TEST d'Octopath Traveler (Switch) : Huit, ça suffit !

Par Thomas Pillon - publié le

Aperçu pour la toute première fois au beau milieu d'un trailer lors la très officielle présentation de la Switch par Yoshiaki Koizumi en personne, project Octopath Traveler - devenu par la suite Octopath Traveler, s'est enfin laissé dompté, après un an et demi d'une attente que seules les grandes aventures savent générer. 

Auréolé du succès des deux épisodes de Bravely Default, le studio Acquire (responsable entre autres du très addictif et très imprononçable No Heroes Allowed, No Puzzle Either !) est venu prêter main forte au géant du J-RPG dans cette drôle d'aventure entre deux époques. Et s'il est désormais clair qu'Octopath Traveler est un bonbon à l'ancienne destiné aux joueurs dont les tempes devraient gentiment commencer à grisonner (lire notre longue interview), suffit-il pour autant de jouer la carte de la nostalgie pour retrouver les saveurs d'antan ? 

Mieux vaut bien choisir son personnage de départ : il vous suivra jusqu'au bout.

8-Way Run, Forrest

Vous le savez déjà, car la littérature sur le sujet fut assez abondante : Octopath Traveler vous permet d'incarner huit personnages aux histoires et aux passés différents, même si de timides liens se tisseront finalement entre elles (mais gardons la surprise pour plus tard, voulez-vous ?). Peu dirigiste, le jeu vous propose ainsi de choisir n'importe lequel de ces aventuriers en devenir (coucou Seiken Densetsu III) pour démarrer l'aventure : libre à vous de parcourir les biographies de ces petits amas de sprites avant de faire votre choix. Dans les faits, aucun d'entre eux n'est plus idéal qu'un autre pour se lancer à l'assaut de ce vaste monde, même si nous déconseillerons bien volontiers de porter votre dévolu sur la jeune Ophilia, qui concentre dans son histoire les torrents de niaiserie qui nous ont gentiment été épargnés partout ailleurs.

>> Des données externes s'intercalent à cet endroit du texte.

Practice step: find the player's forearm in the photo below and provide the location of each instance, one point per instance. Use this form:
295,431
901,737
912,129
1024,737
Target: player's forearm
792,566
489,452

J-RPG oblige, Octopath Traveler ne peut s'empêcher de trébucher sur quelques clichés et poncifs du genre, en ayant par exemple la main lourde sur les orphelins et les revanchards de tous poils. Mais qu'importe, puisqu'avec ce casting aussi paritaire que le gouvernement d'Édouard Philippe, même les rôlistes chipoteurs trouveront là chaussure à leur pied. Entre Primrose, la danseuse qui fuit son mac pour se lancer à la poursuite des assassins de ses parents; Alfyn, l'apothicaire désireux de quitter son bled pour enrichir ses techniques de soin; Olberic, le chevalier trahit par son seigneur qui tente de mener une vie paisible; Tressa, la jeune marchande qui quitte le cocon familial pour explorer le vaste monde qu'elle perçoit à l'horizon; Cyrus, le savant bourreau des coeurs, en congé sabbatique pour chasser un ancien manuscrit; Ophilia, l'orpheline devenue malgré elle usurpatrice d'un étrange rituel initiatique; H'aanit, la chasseuse aux tendances naturalistes qui se lance au secours de son vieux maître disparu; et Therion, le voleur autrefois emprisonné qui partira la fleur aux dents à la recherche de précieux trésors, il y a vraiment de quoi faire.

Les croisements sont timides mais arrivent aux bons moments.

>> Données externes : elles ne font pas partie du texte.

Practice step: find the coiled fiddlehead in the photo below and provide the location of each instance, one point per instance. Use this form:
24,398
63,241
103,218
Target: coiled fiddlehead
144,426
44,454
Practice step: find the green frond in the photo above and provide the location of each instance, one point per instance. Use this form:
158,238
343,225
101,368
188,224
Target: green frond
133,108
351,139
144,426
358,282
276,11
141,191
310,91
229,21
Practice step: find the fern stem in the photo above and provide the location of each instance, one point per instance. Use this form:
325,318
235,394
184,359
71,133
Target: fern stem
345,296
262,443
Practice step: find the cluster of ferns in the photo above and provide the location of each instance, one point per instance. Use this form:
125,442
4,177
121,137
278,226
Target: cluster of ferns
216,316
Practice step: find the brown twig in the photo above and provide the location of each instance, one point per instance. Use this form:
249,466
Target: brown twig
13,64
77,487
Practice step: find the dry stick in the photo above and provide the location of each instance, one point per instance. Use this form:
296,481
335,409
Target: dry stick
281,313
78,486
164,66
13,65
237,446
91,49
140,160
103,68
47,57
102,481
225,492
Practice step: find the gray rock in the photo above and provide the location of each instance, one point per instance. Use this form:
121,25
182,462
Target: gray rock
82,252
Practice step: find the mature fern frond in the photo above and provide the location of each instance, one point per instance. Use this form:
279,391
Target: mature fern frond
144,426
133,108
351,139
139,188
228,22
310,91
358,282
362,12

Dans chaque bourg, l'arène

Si les aventures plus ou moins sombres de notre équipe du Tour de France paraissent a priori déconnectées les unes des autres, Octopath Traveler va prendre un malin plaisir à esquisser quelques clins d'oeils qui laissent jusqu'au bout espérer une sorte de dénouement global... en vain, et c'est bien dommage. Mais la narration et la profondeur scénaristique qui vous seront proposées dépendront en grande partie de vos choix : dans la mesure où aucun des huit protagonistes n'incarne à proprement parler le rôle de héros (coucou Final Fantasy VI), il vous incombe de choisir quels compagnons embrigader, sachant que vous pourrez pleinement vous satisfaire d'une troupe de quatre personnages pour voir le bout de l'(eurs) aventure(s). Et peu importe vos goûts : le quatuor en lice dévoilera à l'occasion ses conversations entre membres, comme à peu près n'importe quel épisode de Tales Of.

Concrètement, Octopath Traveler se découpe en plusieurs chapitres inhérents à chaque aventurier : libre à vous de grinder pour directement découvrir la suite d'une intrigue particulière, ou de poursuivre celles de vos co-équipiers, qui peuvent parfois avoir des intérêts au même endroit. Car si la progression reste très libre (moyennant un niveau acceptable qui varie dans chaque contrée), elle pousse assez naturellement le joueur à s'éparpiller un peu plutôt que de se focaliser sur tel ou telle protagoniste, même si rien ne l'empêche concrètement. La world map vous indique ainsi dès la conclusion d'un chapitre dans quelle bourgade se déroulera la suite du feuilleton, sachant qu'il faudra entre temps prendre une bonne dizaine de niveaux pour tenir la distance. On voudrait gentiment vous obliger à ne pas avancer trop vite avec votre équipe de base que l'on ne s'y prendrait pas autrement.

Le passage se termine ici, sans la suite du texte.